Assessing the Ashes
When the sports editor asked me for a piece to preview the Ashes my heart dropped. There has been so much hot air in the media, so much raking up of old incidents and generating new confrontation that I suspect most cricket followers like me would really like battle to commence, as it will this morning in the Swalec stadium.
The 2005 series has been replayed ad nauseam. I read somewhere that one reason Germany is so awesome in post-war international football is that once they win one tournament they get on with the next one whilst we English are still rooted in 1966. That is why we have a burgeoning sports memorabilia industry whereas there is much a lesser market for a signed jersey of Beckenbauer.
I thought I had a line on the age differential between the two teams. However even this was covered in a two hour preview on Radio 5 last night.
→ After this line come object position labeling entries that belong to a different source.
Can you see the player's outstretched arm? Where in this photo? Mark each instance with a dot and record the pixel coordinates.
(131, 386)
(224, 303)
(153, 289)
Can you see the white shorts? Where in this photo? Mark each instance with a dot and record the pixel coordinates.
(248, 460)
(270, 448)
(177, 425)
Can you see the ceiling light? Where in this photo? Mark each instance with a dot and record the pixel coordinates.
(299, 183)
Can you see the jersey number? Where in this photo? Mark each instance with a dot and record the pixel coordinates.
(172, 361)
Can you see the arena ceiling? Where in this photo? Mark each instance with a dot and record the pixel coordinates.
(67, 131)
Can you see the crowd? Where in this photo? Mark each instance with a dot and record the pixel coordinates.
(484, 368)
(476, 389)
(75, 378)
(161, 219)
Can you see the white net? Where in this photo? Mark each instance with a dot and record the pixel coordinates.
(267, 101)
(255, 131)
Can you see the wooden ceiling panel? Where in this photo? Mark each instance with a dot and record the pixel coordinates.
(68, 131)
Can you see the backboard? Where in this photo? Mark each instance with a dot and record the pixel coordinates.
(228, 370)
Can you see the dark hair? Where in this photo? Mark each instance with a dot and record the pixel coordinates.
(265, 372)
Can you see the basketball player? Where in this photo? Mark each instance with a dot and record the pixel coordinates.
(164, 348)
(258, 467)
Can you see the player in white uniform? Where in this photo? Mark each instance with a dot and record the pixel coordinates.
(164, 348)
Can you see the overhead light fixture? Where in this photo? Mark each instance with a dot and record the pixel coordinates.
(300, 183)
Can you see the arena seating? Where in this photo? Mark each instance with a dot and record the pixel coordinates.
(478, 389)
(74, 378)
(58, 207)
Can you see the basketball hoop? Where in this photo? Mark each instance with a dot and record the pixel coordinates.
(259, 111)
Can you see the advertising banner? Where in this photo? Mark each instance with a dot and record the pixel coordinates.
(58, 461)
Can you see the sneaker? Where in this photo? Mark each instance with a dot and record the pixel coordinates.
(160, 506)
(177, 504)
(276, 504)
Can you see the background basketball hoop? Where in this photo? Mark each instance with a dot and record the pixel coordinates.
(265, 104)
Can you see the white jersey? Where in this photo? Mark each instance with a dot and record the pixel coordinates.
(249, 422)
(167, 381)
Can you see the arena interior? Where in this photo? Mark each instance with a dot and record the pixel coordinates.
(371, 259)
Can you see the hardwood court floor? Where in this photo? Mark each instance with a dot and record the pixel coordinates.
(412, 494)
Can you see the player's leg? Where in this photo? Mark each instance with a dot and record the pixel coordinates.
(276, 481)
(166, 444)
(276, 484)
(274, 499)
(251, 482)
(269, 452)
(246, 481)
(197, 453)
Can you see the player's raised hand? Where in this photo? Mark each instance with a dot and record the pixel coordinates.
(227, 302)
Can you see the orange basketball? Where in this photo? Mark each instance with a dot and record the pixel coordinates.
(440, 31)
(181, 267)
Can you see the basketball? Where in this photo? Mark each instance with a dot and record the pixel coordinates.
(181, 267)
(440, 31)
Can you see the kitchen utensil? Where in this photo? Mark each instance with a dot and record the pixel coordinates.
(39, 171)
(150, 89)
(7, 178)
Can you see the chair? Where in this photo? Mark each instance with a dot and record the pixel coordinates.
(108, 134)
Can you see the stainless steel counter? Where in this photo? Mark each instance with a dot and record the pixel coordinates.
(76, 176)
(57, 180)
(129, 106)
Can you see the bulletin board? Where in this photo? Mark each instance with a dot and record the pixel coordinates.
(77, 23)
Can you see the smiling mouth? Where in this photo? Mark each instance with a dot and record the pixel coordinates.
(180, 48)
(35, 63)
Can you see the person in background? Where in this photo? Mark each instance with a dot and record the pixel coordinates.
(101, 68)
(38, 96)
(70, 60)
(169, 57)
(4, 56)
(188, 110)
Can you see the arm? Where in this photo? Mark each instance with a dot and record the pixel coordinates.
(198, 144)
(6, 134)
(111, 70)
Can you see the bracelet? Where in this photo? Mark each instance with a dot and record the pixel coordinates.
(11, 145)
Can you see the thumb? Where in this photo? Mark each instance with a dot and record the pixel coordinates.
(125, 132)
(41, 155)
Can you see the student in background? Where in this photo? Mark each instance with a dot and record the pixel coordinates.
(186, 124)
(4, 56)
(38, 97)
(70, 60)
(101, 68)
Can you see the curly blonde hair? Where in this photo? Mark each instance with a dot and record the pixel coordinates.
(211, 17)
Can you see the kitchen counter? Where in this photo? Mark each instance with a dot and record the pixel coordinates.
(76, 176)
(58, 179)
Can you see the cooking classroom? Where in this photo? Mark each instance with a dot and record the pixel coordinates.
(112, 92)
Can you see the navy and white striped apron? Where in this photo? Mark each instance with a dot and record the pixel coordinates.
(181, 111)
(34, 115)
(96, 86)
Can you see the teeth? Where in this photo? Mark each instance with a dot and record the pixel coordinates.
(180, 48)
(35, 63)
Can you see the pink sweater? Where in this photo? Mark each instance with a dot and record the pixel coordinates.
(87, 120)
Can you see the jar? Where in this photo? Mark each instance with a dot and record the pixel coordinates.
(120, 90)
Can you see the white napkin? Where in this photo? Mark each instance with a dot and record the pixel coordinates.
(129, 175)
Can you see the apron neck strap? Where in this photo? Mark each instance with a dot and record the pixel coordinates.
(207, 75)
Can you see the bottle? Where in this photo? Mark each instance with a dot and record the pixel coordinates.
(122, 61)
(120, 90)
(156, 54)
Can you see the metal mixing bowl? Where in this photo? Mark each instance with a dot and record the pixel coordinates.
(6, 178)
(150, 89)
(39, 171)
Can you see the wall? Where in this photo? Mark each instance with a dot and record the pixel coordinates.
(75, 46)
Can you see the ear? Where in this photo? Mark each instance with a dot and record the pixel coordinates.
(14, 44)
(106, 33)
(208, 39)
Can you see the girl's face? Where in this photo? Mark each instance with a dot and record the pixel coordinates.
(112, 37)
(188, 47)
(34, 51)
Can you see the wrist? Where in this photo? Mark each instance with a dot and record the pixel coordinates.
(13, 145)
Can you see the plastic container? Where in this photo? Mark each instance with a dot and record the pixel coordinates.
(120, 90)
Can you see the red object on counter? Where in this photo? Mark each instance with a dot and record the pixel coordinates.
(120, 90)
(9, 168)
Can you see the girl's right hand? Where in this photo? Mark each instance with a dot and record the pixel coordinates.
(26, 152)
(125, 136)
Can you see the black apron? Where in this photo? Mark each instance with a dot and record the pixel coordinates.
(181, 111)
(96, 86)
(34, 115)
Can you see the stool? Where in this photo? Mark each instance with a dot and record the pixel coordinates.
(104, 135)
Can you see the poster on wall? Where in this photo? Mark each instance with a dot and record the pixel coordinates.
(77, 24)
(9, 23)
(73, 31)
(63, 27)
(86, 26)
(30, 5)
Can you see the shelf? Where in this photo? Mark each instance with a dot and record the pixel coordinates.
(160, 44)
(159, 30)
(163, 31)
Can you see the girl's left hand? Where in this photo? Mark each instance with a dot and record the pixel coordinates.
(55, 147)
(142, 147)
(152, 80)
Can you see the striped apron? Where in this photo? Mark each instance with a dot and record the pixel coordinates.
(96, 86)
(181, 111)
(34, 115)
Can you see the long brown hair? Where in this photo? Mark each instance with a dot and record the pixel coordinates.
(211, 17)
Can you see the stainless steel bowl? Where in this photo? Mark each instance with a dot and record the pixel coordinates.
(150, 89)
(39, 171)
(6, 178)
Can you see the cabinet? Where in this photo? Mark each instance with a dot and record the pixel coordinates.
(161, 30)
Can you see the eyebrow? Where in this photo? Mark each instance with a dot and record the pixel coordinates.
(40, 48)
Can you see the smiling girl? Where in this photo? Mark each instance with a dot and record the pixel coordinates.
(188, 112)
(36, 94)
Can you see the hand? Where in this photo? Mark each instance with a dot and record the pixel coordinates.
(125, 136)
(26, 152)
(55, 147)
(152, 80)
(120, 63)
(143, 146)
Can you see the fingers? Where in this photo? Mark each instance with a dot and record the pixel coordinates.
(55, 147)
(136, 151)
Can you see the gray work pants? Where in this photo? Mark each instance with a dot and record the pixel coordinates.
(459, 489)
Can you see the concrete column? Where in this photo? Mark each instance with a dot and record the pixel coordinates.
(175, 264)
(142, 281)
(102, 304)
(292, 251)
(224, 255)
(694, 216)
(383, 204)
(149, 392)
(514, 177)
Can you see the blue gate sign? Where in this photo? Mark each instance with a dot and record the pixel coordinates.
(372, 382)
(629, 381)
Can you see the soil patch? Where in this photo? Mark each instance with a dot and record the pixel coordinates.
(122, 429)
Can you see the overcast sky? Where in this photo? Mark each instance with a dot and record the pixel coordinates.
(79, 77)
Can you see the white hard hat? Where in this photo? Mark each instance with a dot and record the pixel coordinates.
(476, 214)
Chris Rogers, the only Aussie to score a double century against the Australians at Lords, when he did so for Middlesex and Brad Haddin are both 37. Most of the team is over 30. We have our seniors too – Bell, Anderson, Cook, – but the core of the team and talent are in their mid-twenties notably Root and Stokes. The English team has a strong North-east character with possibly 7 players selected from Yorkshire and Durham.
For those that like a wager Steve Smith as leading Australian run-getter is attractive. Predicting the result is not easy. I do not think there will be a 5-0 or 4-0 whitewash but the Aussies clearly have the edge in the pace department. Traditionally England can never play 3 dominating sessions, there is usually some collapse. Rather naively I hope that the good sportsmanship and effervescent cricket that made the recent visit of New Zealand such a joy will continue but somehow I think confrontations splashed across the pages will still be the order of the day.